In terms of the next decade, says Rau, DRAM will once again adapt to new applications across multiple verticals like automotive, video surveillance, and smart homes.
“These applications will need DRAM and processing and heavy amounts of AI. Think in the smart home, think of Alexa, for example, when you talk to Alexa right now, Alexa sends your requests back to the data center,” he elaborates. “In the future, we think that smart home systems will be more locally intelligent to process your request in real time. That means more memory, that means more DRAM.”

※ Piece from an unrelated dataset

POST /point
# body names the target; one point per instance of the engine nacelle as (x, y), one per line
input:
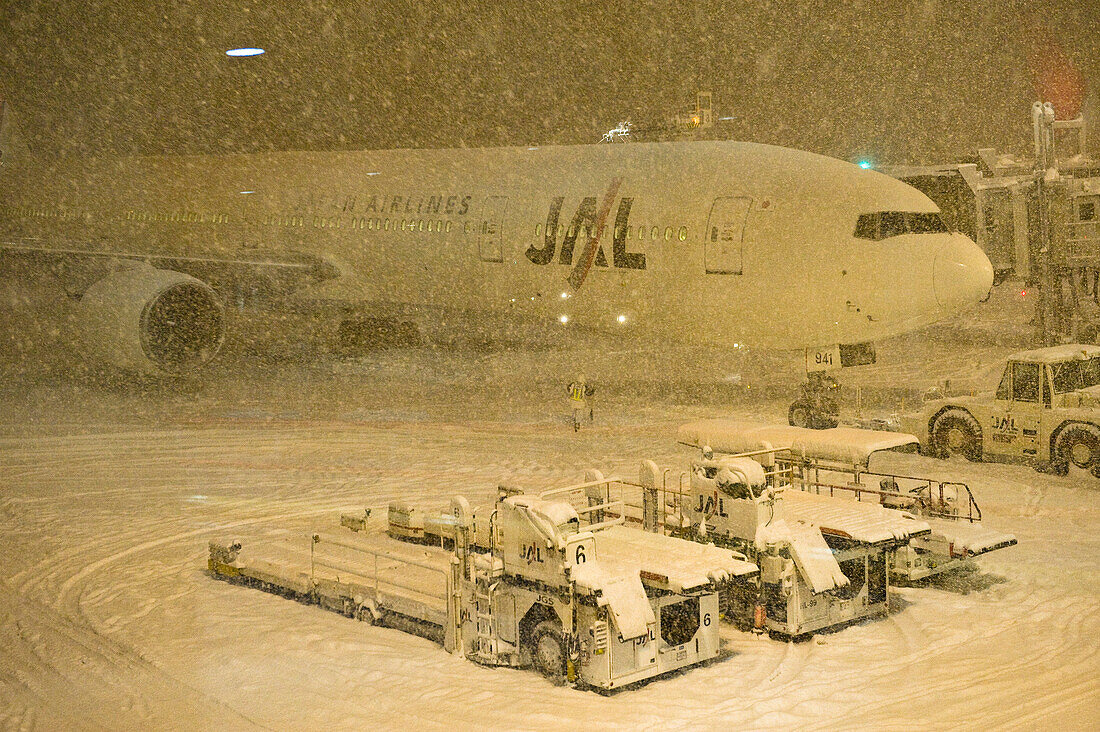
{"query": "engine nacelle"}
(151, 320)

Although the smart home space is different than automotive, says Rau, vehicles will also need significant amounts of memory and processing to support AI systems with varying levels of autonomous driving capabilities. In terms of video surveillance, says Rau, AI processing is used to process the event, analyze its severity, and determine will happen next.
“Will that event need to be reported through the video surveillance endpoint, through infrastructure, into the data center in the cloud for some form of more detailed analysis and response?”
The Ubiquity of AI and DRAM
According to Rau, AI will ultimately become ubiquitous in electronic systems.
“As human beings, we use those systems, conceivably seven billion human beings on the planet. There will be seven billion types of AI solutions – especially when you consider all the potential combinations of training versus inferencing, different processing types, the different DRAM types and capacities and configurations that will support that AI,” he explains. “With all of this, DRAM technology continues to adapt. We have GDDR6, which formerly was just graphics DRAM, now being applied in automotive, for example. And HBM, which is high bandwidth memory. Again, formerly just for graphics, but now applied to applications outside of graphics that require very high performance, low latency, as well as a non-proprietary, cost-effective form of performance. There are also memory buffers that go on modules that help the DRAM be more intelligent to respond and offload the needs of CPUs.”
For the next decade and beyond, Rau concludes, DRAM will continue to adapt to new applications driven by AI and data processing.